さらにそこには『隠蔽』と『甘言』というものまであった。
「失礼致しました。私は普段、隠蔽スキルで自分のスタツスを隠しているのです」
「そ、そうなのか」
「お館様も隠されているようですが、スタツスの魔法をお使いになられますよね?」
「ん? いや、俺は別に……」
(隠してるわけじゃなくて、どうして見えるのかは俺にも分からないんだよね)
「行き過ぎたことを申しました。

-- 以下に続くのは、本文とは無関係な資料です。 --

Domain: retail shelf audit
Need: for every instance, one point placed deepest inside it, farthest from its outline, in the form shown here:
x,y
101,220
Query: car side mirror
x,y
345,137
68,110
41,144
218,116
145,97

お館様が明かされないことはお聞きするべきではございませんでした」
「いや、そうじゃなくて……何故俺がスタツスを使えると思ったんだ?」
「私が人物鑑定スキルを持っていると申し上げましたすぐ後に、少し怪訝な表情を浮かべられましたので」
(ロッティってめちゃくちゃ鋭いな)
「ですがHPなどの数字を隠されていなかったお陰で、私はお館様にお仕えする気になれました」
「うん? どういうことだ?」
「失礼を承知で申し上げるなら、お館様は人ではございませんよね……」
「面と向かって人外認定かよ」
「あの、お館様?」
「どうした?」
「その、以前に拝見した時よりずい分とお強くなられているようなのですが……」
ロッティと初めて対面したのは海竜を倒す前だったから、その時からだと四倍の値になっているということである。
そこで彼女に海竜討伐を果たしてレベルが上がったことを話すと、ようやく【海王】の称号にも気づいたようだった。ただ、他にも特殊なスキルがあるにも拘わらずツッコんでこないのは、それが不敬だと思っているからに違いない。
「お館様」
「うん?」
「私は絶対にお館様には逆らいませんので、どうか殺さないで下さい」
「大丈夫。敵対しない限りはお前も俺の身内だから」
心底ほっとした顔で微笑む彼女は、どう見ても殺人さえ厭わない密偵とは思えなかった。
余談だが、ロッティが次々と有能な配下を増やせるのは、おそらく『人物鑑定』の他に『甘言』スキルを使っているからなのだろうと彼は考えた。そうでなければいくら『人物鑑定』で相手の有能さが分かっても、易々と配下に加えたりは出来ないはずだ。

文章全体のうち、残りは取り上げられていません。